Para além do elemento burlesco encontramos outras afinidades, sobretudo no que toca à conceção do espaço. Como Keaton, Monteiro privilegia os planos fixos, frontais e distanciados, em que têm um papel fundamental tanto a profundidade de campo como a posição e as movimentações dos atores. Ele coloca o seu corpo e os das outras personagens num “espaço limpo e lógico, mesmo quando o excesso e a destruição aí aparecem”, construindo “um enquadramento de tipo renascentista, claro, eficaz, onde cada elemento presente está focado”[23] [Ballo, 1982: 62]. Prova disso, de modo particular, é a cena da lição de natação em A Comédia de Deus. Aqui, o espaço (um plano médio em que se instaura uma relação harmónica e equilibrada entre o ambiente e as personagens) evoca a perspetiva central do século XV, de modo análogo ao espaço keatoniano, em que o olho da câmara de filmar é colocado num centro ideal, evocando tanto a unidirecionalidade do olhar teatral, em particular da cena “à italiana”, como a angulação frontal da perspetiva renascentista. Assim, o volume do espaço capturado na sua fixidez é predisposto, por ambos, de modo a chamar a atenção do espectador para a relação entre os movimentos dos atores e os elementos significantes presentes em campo.

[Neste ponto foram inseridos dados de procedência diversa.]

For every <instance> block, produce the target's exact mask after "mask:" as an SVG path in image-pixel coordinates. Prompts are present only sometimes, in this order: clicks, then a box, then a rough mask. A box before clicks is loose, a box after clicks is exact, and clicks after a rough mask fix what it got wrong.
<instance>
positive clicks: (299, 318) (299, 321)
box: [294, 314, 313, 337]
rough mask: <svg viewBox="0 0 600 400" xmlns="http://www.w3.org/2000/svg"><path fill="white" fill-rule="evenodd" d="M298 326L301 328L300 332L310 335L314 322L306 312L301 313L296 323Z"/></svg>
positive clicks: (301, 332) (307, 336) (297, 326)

Em Monteiro, o espaço serve essencialmente para se colocar em cena, como personagem principal, ele mesmo e não outros, determinando, como para Keaton, a construção da dimensão espácio-temporal de cada enquadramento. Nesta circunstância, a operação mimética levada a cabo, não obstante ser reconduzível à forgerie, não tem nada de sistemático, não quer homenagear o próprio modelo nem apropriar-se de um estilo de outrem; pelo contrário, o estilo imitado por Monteiro revela “uma necessidade interior que oferece aos rituais filmados o seu escrínio indispensável”[24] [Jousse, 1999: 24].
Riso amargo
Chegados a este ponto não podemos deixar de notar a riqueza das referências homomediais presentes na obra de Monteiro e, consequentemente, o papel que nela assume o cinema. Além de constituir uma inexaurível fonte a partir da qual atingir situações narrativas e elementos iconográficos, o cinema representa para Monteiro o único país habitável, um país distinto, por oposição à “imundice social”[25] [d’Allonnes, 2002: 56], “um país para aqueles a quem Serge Daney chamava os ‘cinéfilos incompreensíveis’, socialmente inapresentáveis e mediaticamente aberrantes”[26] [Marcos Uzal in d’Allonnes, 2004: 262]. O cinema torna-se, assim, um meio para se defender da baixeza social e, simultaneamente, um modo de estar no mundo e de o habitar, combatendo abertamente tudo aquilo que o oprime. É como se Monteiro, identificando-se com certas personagens ou autores cinematográficos – quase querendo justificar a sua carga subversiva – encontrasse no cinema uma razão para a existência e um novo modo de enfrentar o mundo: “É o percurso de cada ‘cinéfilo’ para quem o cinema é o lugar de um reconhecimento depois de um renascimento.”[27] [Marcos Uzal in d’Allonnes (org.), 2004: 264].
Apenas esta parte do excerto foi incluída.